As the pandemic evolves, so is the tendency of people to take moral positions they would not normally endorse. Most notably, many left-wing commentators are becoming moral scolds, stressing ideals of individual responsibility.
Consider these words:
“So it’s time to stop being diffident and call out destructive behavior for what it is. Doing so may make some people feel that they’re being looked down on. But you know what? Your feelings don’t give you the right to ruin other people’s lives.”
If I had read that paragraph two years ago, I might have thought it was a conservative columnist lamenting inner-city crime, or perhaps complaining about the behavior of homeless people in San Francisco. But no: It is Paul Krugman discussing those who will not get vaccinated or wear masks. He calls it “the rage of the responsible,” and it is emblematic of a broader set of current left-wing attitudes, most of all toward the red state responses to the pandemic.
To be clear, I agree with Krugman’s point, and I frequently express similar sentiments. All the same, I wonder about the rules here. When exactly are “the responsible” allowed to express their quiet rage, on which issues and on which terms?
The alternative to this rage is the language of victimhood. For example, many on the left tend to portray the homeless as hostages to circumstances largely beyond their control: the high cost of housing, unjust eviction policies, a tattered social welfare state, perhaps mental illness or drug addiction.
There is some truth in all those hypotheses. Still, when it comes to the homeless, am I also allowed to express the quiet rage of the responsible? Or is only the rhetoric of victimhood allowed?
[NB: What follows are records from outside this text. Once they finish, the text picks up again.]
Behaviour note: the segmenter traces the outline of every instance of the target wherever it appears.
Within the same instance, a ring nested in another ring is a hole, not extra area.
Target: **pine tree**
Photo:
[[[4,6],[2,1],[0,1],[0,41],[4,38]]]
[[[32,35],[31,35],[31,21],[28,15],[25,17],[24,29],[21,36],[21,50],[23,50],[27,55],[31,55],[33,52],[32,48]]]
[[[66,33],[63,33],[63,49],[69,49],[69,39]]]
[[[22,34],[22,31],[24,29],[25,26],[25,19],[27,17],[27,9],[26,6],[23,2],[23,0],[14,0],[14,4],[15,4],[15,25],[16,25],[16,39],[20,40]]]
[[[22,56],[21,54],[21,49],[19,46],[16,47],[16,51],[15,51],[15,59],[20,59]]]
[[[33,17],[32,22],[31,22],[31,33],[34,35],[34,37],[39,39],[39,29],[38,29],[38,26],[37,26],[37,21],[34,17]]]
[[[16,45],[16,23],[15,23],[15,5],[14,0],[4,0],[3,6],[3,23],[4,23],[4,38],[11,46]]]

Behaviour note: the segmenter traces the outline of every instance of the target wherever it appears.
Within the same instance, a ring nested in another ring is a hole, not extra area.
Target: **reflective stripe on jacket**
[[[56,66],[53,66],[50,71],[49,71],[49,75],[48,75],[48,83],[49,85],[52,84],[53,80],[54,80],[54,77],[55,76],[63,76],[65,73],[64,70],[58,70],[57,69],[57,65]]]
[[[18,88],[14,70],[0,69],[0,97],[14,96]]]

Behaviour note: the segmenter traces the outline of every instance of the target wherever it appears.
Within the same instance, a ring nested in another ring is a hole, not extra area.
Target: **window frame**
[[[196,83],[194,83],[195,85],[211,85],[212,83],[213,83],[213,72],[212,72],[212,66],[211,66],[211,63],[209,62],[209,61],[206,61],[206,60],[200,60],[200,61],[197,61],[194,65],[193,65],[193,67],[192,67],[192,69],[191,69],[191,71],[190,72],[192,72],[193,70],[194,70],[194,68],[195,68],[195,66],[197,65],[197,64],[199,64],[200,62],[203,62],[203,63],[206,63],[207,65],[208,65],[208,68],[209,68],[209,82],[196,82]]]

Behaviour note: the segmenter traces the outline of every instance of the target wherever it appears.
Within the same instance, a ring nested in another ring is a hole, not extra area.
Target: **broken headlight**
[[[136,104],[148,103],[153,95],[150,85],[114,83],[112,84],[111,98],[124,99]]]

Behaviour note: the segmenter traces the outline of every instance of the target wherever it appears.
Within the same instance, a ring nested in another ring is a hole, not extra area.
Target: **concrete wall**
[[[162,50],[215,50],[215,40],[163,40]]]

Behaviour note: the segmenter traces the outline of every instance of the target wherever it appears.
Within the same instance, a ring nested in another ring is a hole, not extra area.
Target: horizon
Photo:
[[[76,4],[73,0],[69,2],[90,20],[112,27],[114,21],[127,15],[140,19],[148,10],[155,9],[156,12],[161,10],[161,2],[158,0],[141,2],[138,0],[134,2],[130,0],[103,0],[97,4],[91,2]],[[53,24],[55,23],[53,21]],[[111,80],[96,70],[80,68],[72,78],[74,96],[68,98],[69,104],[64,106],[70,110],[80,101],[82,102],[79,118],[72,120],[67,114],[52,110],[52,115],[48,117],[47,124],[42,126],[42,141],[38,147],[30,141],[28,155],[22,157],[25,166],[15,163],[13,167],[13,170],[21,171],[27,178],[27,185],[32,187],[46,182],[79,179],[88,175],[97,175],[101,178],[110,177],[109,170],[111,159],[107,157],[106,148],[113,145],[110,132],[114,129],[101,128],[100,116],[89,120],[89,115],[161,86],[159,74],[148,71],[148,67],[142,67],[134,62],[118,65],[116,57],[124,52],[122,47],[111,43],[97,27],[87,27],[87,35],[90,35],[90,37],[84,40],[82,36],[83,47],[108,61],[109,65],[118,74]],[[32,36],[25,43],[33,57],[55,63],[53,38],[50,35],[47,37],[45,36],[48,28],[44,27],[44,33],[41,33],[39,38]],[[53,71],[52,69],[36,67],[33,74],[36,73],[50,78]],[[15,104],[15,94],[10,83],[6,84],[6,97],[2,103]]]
There is no doubt that homeless people suffer very real injustices. But it could be argued that allowing oneself to become homeless is a greater abdication of responsibility than refusing to be vaccinated. It is also worse for your health and bad for the community, as anyone from San Francisco can tell you.
One rejoinder might be that a pandemic is different. Maybe so, but if this were the 1980s, during the peak of the HIV-AIDS epidemic, one could imagine a Moral Majority advocate expressing sentiments similar to Krugman’s about gay men who engage in unsafe sex. Today such a view would be considered uncouth, at least in the mainstream media, and that’s not only because there are now effective treatments against HIV-AIDS. This kind of scolding has mostly gone out of fashion, especially when the recipients have been victims of prior or current social discrimination.
Or consider the question of suicide. There was a time in America when it was common to view suicide as a violation of Christian doctrine. Now there is largely sympathy for those who have killed themselves. Is this change for the better? Maybe, but it’s not clear that this issue has been given serious evidence-based consideration. Scolding sometimes helps to limit the number of wrong deeds, and everyone does it to some degree, even when it is sometimes not appropriate.
Then there are alcohol and drug abuse, which have some features of epidemics in that they exhibit social contagion. Your drunkenness, for example, on average encourages some of your friends to experiment with the same. But scolding alcoholics also is out of fashion, even though the social costs of alcohol abuse are extremely high, especially when considered cumulatively. As a teetotaler, I sometimes express my own quiet rage of the responsible, and my reaction is mostly considered a strange curiosity.
It is not only left-wing thinkers who have ended up in strange ideological positions. Governor Ron DeSantis of Florida, a conservative Republican and one of America’s leading right-wing politicians, has essentially expanded public health-care coverage in his state by setting up mobile units to administer monoclonal antibodies to Covid-19 sufferers. I’m all for that. At the same time, I notice he continues to oppose Medicaid expansion in Florida.
What explains the attitudinal shifts we are seeing? One possibility is that left-wing thinkers are getting more puritanical and are more comfortable in their new role as scolds, including with respect to sex and vaccination and mask-wearing. That would leave Trumpist Republicans as the defenders of medical choice and the sexual libertinism of the 1960s and 1970s.
Another possibility, not mutually exclusive, is that few of us are intellectually consistent, and so our scolding is increasingly shaped by affective political polarization. The left will scold the practices of Trump supporters, while the right will scold the woke, and views on any particular issue will be adjusted to fit into this broader pattern. If an issue is not very partisan, such as alcohol abuse or suicide, scolding simply will decline.
Here is an article on the movement to treat vaccinated patients first. Fine by me! But what exactly are the egalitarians supposed to say? Is meritocracy now allowed to rear its ugly head? Or do no other social outcomes have anything to do with your merit? Only this one? Really?